Allen Park — It will be a few more months before the Detroit Lions need to establish the makeup of the team's starting offensive line, but the grouping being rolled out during the first couple of OTA practices isn't one that had been previously discussed when considering the possibilities.
During Tuesday's session, it was Frank Ragnow shifting to center, Graham Glasgow at right guard — the spot previously manned by T.J. Lang — with veteran Kenny Wiggins, the presumed front-runner to replace Lang, flipping to the left side vacated by Ragnow.
Got all that?
It's OK, if you don't. As mentioned, there's still plenty of time for the Lions to sort things out, and they'll tell you the current alignment is simply part of the grander plan to cross-train for all possibilities.
"We evaluate a lot of players at a lot of different positions," Lions coach Matt Patricia said before the practice. "The spring is a great time to do that. Frank knew how to play center last year, too. So, that was really good for us, just in case those situations come up. Graham, he cross-trains at guard. He’s played guard before in the league, so he’s got a little bit more experience than Frank does playing center in the NFL right now.
"It’s just a great opportunity for us to get a look at all different sort of combinations of players that we have," Patricia continued. "Ultimately, the offensive line, I may have mentioned before — that’s the one group I would say, as a group and whole, that’s really difficult from that standpoint that you’ve got five guys that have to see the game through the same sets of eyes. So, there’s a lot of repetition, a lot of situations where you’re trying to put them in that sort of communication stressor so that they work through all of that."
No one should be racing to declare this the starting five for the regular season, but it wouldn't be unusual for the Lions to tip their hand on a vision during these May practices.
Three years ago, Riley Reiff was shifted over to right tackle to make room for rookie Taylor Decker on the blindside. The following year, it was again a veteran moved for a rookie, as Jarrad Davis displaced Tahir Whitehead at middle linebacker from the jump. And last year, Ragnow began the offseason at left guard, where he ended up starting during his rookie campaign, despite finishing his stellar college career as a center.

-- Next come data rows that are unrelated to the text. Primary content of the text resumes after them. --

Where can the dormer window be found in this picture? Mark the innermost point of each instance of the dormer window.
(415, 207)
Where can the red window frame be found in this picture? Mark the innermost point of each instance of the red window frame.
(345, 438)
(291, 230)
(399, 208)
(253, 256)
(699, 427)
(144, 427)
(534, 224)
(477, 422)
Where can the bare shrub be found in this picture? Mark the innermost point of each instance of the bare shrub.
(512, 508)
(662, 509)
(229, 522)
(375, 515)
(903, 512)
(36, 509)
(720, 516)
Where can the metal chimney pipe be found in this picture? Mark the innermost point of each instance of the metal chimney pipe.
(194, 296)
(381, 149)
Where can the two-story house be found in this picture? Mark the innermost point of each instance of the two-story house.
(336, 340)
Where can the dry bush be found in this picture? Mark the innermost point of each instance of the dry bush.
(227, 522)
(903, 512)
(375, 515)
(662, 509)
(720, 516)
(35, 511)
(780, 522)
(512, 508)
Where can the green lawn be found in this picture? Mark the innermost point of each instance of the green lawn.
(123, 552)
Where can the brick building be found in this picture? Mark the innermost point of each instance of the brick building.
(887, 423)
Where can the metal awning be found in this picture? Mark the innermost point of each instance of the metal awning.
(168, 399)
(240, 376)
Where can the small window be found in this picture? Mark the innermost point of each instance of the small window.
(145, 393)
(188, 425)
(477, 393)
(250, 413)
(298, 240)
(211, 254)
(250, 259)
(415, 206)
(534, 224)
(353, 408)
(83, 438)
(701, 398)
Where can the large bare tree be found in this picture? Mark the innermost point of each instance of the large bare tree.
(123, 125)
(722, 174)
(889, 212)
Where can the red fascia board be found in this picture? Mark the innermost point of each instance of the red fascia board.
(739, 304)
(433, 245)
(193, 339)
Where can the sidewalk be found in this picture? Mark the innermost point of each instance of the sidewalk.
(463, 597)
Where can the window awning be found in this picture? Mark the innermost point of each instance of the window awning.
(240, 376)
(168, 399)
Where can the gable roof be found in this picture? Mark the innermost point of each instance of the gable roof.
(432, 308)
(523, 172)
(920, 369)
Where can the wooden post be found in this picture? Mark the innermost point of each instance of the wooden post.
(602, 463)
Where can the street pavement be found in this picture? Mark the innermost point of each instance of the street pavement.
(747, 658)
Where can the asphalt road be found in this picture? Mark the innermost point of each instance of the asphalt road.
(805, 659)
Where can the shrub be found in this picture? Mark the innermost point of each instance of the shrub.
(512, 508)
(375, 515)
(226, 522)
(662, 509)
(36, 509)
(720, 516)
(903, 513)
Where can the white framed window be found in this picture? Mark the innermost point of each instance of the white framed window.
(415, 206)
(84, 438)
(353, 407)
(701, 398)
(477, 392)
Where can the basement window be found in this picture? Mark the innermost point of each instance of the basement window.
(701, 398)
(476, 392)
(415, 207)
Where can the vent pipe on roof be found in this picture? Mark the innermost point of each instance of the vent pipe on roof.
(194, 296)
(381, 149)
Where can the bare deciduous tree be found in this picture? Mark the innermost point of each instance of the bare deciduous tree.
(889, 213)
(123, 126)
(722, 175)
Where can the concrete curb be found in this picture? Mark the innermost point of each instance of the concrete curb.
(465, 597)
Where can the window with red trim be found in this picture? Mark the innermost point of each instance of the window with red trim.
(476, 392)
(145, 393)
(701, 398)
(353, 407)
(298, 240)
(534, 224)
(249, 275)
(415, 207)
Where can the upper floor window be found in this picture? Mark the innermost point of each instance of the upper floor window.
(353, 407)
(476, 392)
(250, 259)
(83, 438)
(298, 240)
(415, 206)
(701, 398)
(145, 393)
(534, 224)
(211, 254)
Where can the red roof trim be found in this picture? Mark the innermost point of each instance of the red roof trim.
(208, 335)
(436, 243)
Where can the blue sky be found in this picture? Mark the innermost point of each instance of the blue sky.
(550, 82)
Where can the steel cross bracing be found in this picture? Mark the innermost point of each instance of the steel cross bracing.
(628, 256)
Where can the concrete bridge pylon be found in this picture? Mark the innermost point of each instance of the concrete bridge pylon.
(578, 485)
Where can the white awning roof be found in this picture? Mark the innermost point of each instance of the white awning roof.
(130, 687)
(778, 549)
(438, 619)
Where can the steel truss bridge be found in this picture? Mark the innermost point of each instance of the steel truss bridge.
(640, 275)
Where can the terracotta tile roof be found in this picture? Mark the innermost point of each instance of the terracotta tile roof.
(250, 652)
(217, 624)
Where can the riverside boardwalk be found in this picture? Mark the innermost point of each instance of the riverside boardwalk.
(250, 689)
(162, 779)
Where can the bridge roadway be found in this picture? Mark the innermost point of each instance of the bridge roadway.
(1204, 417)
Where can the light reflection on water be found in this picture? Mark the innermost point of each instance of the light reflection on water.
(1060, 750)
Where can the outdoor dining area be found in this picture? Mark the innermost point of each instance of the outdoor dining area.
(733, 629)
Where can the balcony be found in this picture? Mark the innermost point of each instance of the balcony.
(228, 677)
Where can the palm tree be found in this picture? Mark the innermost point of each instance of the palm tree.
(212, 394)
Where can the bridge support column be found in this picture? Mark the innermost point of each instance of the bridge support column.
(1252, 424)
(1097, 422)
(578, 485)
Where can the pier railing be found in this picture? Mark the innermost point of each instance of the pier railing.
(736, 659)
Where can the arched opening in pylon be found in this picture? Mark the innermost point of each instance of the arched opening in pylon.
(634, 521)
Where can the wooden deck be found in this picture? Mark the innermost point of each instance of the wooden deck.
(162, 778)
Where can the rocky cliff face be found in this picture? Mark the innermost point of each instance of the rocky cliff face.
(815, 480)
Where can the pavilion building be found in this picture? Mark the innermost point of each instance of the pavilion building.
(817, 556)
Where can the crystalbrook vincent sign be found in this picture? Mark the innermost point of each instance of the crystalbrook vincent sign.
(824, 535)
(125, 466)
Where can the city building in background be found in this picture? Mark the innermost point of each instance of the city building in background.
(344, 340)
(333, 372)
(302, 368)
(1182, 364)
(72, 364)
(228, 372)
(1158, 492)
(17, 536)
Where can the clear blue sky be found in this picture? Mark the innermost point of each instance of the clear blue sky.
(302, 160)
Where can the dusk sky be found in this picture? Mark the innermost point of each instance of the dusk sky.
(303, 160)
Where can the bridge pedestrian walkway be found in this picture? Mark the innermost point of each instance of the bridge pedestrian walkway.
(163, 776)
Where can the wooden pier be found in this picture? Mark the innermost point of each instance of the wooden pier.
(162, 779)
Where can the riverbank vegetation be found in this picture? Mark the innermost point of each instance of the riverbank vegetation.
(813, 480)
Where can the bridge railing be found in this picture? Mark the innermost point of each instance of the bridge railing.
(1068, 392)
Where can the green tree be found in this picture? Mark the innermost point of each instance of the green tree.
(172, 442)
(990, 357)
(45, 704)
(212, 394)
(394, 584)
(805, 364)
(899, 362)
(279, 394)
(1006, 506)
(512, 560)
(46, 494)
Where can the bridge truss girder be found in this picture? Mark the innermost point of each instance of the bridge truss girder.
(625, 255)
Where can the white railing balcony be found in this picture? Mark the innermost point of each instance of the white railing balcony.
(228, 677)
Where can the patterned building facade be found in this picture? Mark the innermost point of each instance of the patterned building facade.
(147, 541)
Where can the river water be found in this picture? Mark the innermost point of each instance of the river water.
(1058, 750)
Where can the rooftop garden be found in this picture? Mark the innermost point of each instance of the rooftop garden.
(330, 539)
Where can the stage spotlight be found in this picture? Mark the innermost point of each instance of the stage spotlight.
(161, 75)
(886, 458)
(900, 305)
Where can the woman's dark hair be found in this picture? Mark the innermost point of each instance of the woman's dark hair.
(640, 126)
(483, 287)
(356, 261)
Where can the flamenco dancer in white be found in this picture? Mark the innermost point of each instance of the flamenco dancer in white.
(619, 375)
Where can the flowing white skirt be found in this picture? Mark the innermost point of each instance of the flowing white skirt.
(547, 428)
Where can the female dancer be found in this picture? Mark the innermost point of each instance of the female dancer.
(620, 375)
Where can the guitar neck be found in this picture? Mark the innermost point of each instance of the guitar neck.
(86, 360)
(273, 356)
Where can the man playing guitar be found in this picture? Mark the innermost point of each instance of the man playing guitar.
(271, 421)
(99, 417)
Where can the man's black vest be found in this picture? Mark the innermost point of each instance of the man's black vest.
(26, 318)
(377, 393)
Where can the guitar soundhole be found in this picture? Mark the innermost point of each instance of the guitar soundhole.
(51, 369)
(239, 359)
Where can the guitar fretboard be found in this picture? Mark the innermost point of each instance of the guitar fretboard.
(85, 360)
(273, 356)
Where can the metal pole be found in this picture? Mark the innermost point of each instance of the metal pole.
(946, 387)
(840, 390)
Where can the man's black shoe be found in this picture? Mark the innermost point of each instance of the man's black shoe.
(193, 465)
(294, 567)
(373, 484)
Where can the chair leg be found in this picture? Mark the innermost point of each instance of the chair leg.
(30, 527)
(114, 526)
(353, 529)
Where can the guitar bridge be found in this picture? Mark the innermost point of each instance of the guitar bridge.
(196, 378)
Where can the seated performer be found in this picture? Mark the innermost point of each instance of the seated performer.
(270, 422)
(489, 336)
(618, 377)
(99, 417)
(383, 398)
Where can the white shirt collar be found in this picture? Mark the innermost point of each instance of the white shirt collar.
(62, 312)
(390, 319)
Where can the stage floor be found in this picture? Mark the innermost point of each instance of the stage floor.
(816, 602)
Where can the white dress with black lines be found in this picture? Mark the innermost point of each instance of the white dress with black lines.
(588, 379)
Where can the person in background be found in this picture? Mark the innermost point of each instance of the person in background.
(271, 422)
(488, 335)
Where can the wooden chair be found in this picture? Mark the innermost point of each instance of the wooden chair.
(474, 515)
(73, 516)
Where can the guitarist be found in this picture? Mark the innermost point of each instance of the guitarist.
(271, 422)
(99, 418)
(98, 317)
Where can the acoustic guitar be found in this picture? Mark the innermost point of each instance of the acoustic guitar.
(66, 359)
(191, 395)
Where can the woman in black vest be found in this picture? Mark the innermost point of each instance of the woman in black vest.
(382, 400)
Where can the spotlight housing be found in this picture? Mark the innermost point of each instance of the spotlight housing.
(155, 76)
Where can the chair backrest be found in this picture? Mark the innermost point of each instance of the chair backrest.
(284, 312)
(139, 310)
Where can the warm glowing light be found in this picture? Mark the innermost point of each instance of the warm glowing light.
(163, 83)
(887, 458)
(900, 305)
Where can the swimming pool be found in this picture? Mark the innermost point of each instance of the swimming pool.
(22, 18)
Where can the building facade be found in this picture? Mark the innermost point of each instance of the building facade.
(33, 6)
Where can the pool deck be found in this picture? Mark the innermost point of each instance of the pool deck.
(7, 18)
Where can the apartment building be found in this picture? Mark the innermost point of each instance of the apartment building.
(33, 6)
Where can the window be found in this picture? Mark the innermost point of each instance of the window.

But center is a difficult spot for a rookie, adding a layer of communication responsibility to an already full plate that comes with adapting to life in the NFL. It made sense to play Ragnow at guard to start his career, just as the Lions did with Glasgow when he was a rookie.
With a year of experience for Ragnow, the team can comfortably seek out the best combination.
"This offensive line room is so unique, it's like there's five centers up front," Ragnow said. "Everybody is talking, everybody is communicating, so it's great."
Glasgow found comfort at the center spot last season, but he's a team player who will willingly move when asked.
"He’s got good, short-space quickness, which in the guard position is really good, especially against some of the quicker defensive tackles that we’re seeing nowadays," Patricia said. "When you’re a center, you’re the guy that’s usually directing the traffic between all five guys, so understanding that position helps him be a better guard and his ability to then communicate out to the tackles, and some of the protection looks is also real valuable from that standpoint.
"Real athletic guy, has that versatility and again, like I said, he’s a lot longer than you think. He has great length to him, which is good inside to keep those guys off of him.”
Perhaps the most curious element of the lineup combination is flipping Glasgow and Wiggins, away from the sides where they've each played the majority of their pro snaps.
"I've obviously played more right guard than left, but it really doesn't matter to me," Wiggins said. "It's just going out there and switching over in your mind, all the techniques and everything. I practice them both all the time."
Patricia, speaking generally about how teams view the two spots, said many teams prefer size and power on the right side and more athleticism on the left. And ultimately, it often boils down to the players' comfort playing in a right-handed or left-handed stance.
"It’s all part of the evaluation process as we go through that, but in the end, you’re just trying to find the five best out there that you can," Patricia said.
It remains to to be seen whether this will end up being the team's best five. As long as Ragnow and Glasgow remain healthy, they'll obviously start, it's just a matter of which spots. As for Wiggins, he'll need to fend off some challengers, namely Oday Aboushi and Joe Dahl.